This column by Sara Weinberger was recently printed in the Gazette. Thanks, Sara!
When religion makes the headlines, the focus is on extremism. Religious law is reinterpreted to justify the oppression of others. Religious leaders invoke their moral superiority to enter our bedrooms and condemn everything from homosexuality to birth control. The name of god is invoked to launch wars of genocide and ethnic cleansing. Religious traditions have kept women in abusive marriages, forced them into arranged marriages, and supported male dominance. We read about priests abusing children, imams calling for Jihad and rabbis fomenting hatred of Palestinians.

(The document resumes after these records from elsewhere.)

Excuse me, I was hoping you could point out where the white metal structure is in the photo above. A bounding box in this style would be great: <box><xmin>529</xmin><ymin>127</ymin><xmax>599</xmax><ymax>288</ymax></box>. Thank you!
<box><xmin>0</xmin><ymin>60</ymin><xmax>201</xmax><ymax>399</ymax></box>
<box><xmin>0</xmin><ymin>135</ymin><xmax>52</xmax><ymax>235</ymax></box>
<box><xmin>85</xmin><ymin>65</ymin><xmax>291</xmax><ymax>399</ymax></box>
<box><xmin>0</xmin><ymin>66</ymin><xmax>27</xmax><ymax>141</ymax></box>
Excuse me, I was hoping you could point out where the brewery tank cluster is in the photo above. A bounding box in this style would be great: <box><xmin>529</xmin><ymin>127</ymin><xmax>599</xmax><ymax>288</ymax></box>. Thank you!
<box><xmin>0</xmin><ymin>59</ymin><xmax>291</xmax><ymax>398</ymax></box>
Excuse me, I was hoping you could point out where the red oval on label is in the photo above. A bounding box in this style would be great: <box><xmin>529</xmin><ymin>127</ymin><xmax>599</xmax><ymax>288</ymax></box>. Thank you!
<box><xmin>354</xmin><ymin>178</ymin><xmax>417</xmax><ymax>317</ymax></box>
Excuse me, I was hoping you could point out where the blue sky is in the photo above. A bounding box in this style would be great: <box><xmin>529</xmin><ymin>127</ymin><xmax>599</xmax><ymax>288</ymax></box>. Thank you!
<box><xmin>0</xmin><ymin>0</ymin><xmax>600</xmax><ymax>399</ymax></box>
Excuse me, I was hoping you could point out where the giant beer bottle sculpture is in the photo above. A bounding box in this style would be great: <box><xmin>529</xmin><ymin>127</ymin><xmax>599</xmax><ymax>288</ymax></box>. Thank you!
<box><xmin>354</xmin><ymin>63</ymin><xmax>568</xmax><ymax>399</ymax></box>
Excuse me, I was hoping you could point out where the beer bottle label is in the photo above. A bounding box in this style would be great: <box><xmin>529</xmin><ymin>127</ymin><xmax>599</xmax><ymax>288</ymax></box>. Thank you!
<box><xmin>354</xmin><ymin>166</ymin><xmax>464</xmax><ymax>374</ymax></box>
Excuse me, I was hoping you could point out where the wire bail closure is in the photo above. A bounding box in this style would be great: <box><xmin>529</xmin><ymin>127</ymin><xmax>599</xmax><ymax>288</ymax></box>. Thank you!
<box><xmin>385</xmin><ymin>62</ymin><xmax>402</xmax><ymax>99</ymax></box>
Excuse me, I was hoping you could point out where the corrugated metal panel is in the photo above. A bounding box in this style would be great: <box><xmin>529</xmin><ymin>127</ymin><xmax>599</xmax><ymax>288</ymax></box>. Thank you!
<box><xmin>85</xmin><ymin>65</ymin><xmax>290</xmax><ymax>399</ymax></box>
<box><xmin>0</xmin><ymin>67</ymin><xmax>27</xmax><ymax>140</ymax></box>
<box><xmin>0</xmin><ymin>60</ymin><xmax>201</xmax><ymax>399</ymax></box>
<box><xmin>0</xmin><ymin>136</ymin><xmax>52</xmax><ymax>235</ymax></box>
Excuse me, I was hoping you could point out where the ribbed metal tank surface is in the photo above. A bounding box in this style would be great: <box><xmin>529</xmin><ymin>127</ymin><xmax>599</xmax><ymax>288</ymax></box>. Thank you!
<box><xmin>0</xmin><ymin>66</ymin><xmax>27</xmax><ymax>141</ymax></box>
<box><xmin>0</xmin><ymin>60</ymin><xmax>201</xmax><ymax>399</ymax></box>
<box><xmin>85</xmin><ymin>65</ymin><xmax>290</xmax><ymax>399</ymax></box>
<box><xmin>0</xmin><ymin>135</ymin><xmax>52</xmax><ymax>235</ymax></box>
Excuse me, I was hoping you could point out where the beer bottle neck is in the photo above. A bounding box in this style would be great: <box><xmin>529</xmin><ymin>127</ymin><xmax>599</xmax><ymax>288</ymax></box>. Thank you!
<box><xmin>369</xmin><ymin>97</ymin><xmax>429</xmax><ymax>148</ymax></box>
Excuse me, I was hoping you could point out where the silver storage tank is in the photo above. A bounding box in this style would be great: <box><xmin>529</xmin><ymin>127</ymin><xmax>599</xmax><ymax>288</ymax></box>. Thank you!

I am not an atheist, but I wonder whether organized religion does more harm than good. On Monday, November 3rd, the day before mid-term elections, I was reminded that religion can be a force for good in the world. That evening, about 45 people gathered at Congregation B’nai Israel in Northampton. Catholics, Jews, Quakers, Unitarians, Episcopalians, Congregationalists and even a few unaffiliated folks sat in a circle of folding chairs. The purpose of the gathering, according to Rabbi Justin David, was “to brainstorm a path that we can walk together.” Clergy and members of their congregations’ peace and social justice committees described the work they are doing to help repair our broken world. The projects extended from service to systemic change; from feeding and sheltering homeless people to campaigning for a living wage. Some were actively involved in projects to rebuild Haiti, while others advocated for immigration reform. Almost everyone was involved in addressing the climate crisis.
We were instructed to introduce ourselves with one word that describes what fuels our passion for helping. People spoke of “Equity,” “Compassion,” “Human rights,” “Global consciousness,” and “Reconciliation,” as forces that propelled their work. I was particularly moved by one word that seemed to echo throughout the meeting. That word was “hope.” I thought of that word later that night, fighting despair as I watched the election returns. The principles that drive this country are shifting from democratic to corporate interests. I am puzzled at how voters can go to the polls and support increasing minimum wages and then vote for politicians who work to undo policies that help those in need.
“Why bother,” can easily become a mantra that justifies inaction. The belief that one’s actions don’t matter rationalizes doing nothing. I spent the day after the elections engaged in political rants with friends. I watched John Stewart and Stephen Colbert provide a humorous post-mortem of the elections. My husband and I congratulated ourselves on our moral superiority and talked again about moving to Canada. But then I remembered the forty-five people from Monday’s meeting. Forty-five people working tirelessly, refusing to let go of “hope” for a better world….Forty-five people who believed that their efforts matter.
U.S. history exemplifies how religion can be a force for social justice. The victories of the Civil Rights Movement can be laid at the doorstep of religious institutions and leaders like Revs. Martin Luther King Jr., Ralph Abernathy, and Rabbi Abraham Joshua Heschel. Thousands of people representing a vast array of religions marched together through the streets of New York this past September to save our planet. Faith-based communities, when guided by principles of fairness, equality, and human rights can be the perfect feeding ground for organizing efforts. The movements that brought us the rights that we take for granted were not led by politicians. Grass roots organizing from the bottom up enabled women to vote, gays and lesbians to marry, and workers to organize unions. We need ordinary people with hope working together to restore democracy to the United States.
We did more than introduce ourselves at that meeting on November 3rd. In about an hour and a half, we had identified a number of core social issues that were ripe for collaboration. I added my name to the list of those interested in food justice and hunger. Others signed up to work on climate change, Haiti, homelessness and shelter issues, gun violence, and mass incarceration. As we rose from our seats at 8:30 to continue conversing over cookies and cider, it was clear that something amazing had happened. We suspended our religious differences to unite
as one attendee said, with ‘the guiding principle that our own personal actions can make a difference in the world.’ As an interfaith group, we viewed the issues that confronted us, not only as social problems, but as moral issues that compelled us toward action.
Two weeks have passed since that first meeting. Minutes have been sent; groups are being organized, and we’re even on our way to having a web page. I still laugh as John Stewart describes the November 3rd “Democalypse,” but I’m empowered to keep working for change, along with others in my community. I’m even hoping that someday religion will make this kind of headline, “Pioneer Valley’s Interfaith Community Sows the Seeds of Hope!”